It took me about five hours to run and power walk the first
25 miles of the Long Distance Walkers Association 100-miler from the Olympic
Park to Windsor over the queen’s jubilee weekend, just over seven hours to jog
and walk the next 25 and just over 20 hours to zombie walk and very
occasionally jog the final 50.
I’d harboured what turned out to be a ludicrously ambitious
target of finishing in 24 hours: a tad over 4mph couldn’t be that impossible,
after all, could it? This was despite the fact that on my two previous 100-milers
I’d needed something like 39 hours to complete the first (the LDWA Wessex 100
in 2009) and I’d pulled out at 82 miles on the next (in Scotland in 2010).
In my optimistic planning, I’d managed to disregard a
lifetime’s experience of other factors that might get in the way of keeping up
a steady pace over a full 24 hours.
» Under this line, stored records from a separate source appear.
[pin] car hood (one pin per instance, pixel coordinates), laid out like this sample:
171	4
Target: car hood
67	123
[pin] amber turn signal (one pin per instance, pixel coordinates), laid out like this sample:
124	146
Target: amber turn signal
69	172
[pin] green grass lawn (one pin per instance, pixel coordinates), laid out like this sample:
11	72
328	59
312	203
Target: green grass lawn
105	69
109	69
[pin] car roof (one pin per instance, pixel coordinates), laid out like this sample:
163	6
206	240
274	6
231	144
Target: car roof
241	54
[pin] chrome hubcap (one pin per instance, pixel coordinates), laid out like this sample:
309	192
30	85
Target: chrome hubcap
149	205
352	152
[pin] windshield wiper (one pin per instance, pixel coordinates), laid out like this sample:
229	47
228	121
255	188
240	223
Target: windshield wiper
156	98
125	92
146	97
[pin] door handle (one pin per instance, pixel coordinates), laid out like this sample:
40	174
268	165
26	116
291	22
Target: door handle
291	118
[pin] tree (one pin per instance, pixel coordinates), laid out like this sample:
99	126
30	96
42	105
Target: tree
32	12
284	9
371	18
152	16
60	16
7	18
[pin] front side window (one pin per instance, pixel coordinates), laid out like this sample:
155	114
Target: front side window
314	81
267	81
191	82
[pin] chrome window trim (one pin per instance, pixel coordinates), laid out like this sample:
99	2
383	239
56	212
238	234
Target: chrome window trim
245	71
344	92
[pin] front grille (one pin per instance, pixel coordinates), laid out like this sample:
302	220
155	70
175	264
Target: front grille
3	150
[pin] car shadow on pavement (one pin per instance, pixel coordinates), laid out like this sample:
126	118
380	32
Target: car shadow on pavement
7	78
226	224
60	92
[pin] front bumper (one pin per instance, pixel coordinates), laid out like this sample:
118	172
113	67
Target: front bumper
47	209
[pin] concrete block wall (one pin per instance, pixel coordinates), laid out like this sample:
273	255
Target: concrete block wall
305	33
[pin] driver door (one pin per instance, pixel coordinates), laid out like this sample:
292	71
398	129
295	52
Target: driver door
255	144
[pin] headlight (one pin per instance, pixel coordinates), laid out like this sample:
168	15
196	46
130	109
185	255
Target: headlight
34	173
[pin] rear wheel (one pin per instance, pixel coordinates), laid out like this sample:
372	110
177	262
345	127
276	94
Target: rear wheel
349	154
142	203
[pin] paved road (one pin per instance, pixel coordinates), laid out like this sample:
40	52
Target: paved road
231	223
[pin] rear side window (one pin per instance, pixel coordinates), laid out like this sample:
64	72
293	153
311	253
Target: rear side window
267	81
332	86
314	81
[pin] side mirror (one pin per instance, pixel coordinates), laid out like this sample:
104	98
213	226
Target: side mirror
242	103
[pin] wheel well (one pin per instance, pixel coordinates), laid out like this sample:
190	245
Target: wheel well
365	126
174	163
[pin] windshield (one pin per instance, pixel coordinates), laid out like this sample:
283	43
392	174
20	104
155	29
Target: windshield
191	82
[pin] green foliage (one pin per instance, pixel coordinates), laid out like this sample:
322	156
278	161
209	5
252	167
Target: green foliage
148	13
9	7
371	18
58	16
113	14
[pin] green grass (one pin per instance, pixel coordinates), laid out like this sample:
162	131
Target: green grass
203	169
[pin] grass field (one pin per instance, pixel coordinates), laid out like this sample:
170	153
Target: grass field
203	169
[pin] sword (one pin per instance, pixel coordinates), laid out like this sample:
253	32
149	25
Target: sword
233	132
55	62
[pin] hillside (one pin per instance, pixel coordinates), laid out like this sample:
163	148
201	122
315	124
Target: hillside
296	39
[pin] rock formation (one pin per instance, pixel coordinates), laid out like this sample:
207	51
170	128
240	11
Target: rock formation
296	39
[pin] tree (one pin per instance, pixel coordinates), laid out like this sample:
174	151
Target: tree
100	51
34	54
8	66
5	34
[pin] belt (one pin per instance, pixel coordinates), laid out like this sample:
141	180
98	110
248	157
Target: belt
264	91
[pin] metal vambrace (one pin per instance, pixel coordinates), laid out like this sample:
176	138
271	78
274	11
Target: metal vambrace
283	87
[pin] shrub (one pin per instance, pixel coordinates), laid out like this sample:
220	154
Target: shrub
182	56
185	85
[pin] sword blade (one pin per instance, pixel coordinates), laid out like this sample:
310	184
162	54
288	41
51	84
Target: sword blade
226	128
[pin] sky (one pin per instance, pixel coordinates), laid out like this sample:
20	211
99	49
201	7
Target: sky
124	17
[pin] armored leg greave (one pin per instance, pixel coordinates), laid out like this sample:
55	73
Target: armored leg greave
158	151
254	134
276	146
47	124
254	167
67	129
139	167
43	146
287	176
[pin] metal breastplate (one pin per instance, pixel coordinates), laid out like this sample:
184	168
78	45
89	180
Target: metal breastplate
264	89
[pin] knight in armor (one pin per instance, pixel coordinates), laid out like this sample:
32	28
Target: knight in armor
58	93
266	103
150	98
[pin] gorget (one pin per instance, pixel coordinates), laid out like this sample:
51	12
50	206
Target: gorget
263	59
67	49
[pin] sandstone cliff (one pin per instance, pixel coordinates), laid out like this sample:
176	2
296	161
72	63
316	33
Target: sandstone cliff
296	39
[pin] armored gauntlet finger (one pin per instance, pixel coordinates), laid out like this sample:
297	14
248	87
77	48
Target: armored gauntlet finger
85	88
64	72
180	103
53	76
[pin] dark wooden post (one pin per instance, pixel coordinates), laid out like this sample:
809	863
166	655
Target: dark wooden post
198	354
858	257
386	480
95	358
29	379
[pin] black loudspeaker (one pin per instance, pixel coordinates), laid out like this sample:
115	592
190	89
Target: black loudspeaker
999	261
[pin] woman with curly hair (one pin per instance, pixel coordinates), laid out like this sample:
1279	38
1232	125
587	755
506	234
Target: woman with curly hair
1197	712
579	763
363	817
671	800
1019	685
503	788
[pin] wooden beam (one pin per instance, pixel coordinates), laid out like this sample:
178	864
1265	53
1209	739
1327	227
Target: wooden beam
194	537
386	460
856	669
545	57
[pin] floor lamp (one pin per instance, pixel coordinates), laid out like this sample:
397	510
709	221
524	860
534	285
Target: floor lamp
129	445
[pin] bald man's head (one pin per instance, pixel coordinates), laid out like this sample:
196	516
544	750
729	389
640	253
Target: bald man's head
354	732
These included, in no particular order:
1. It gets dark at night, even in June, so you tend to go a
bit slower than during the daytime.
2. It rains in England, even in June, especially over bank
holidays, and you tend to go a bit slower when it rains.
3. There are hills in England, even in the south, and you
tend to go a bit slower up hills.
4. The principal geological features of this part of
southern England include chalk, flint and clay. In combination with rain, these
produce a slippery grey slime that plays havoc with your balance and pace, especially
in the dark.
5. Darkness, rain and slippery grey slime play even more havoc
when you’ve got a dodgy ankle, especially when you’ve already turned it again
on the cobbles at Canary Wharf.
6. Detailed route descriptions printed on paper have a
tendency to disintegrate when wet. Rain is wet.
7. Following a detailed route description while on the move in
the above conditions is more difficult than sitting down in the comfort of your
own living room (with your glasses on).
None of this really matters when you cross the finishing
line at an event such as this, glad that it’s finally over and full of elation
at having finished at all. It’s hard to believe how quickly your recollection
of the pain recedes and how soon you start to think about doing the same thing
over again. And maybe, just maybe, there’s a flat 100-miler somewhere that you
could complete in 24 hours.
Not the Lakeland 100, of course, which is now a mere 52 days
away – and whose 40-hour cut off is looking tougher than ever.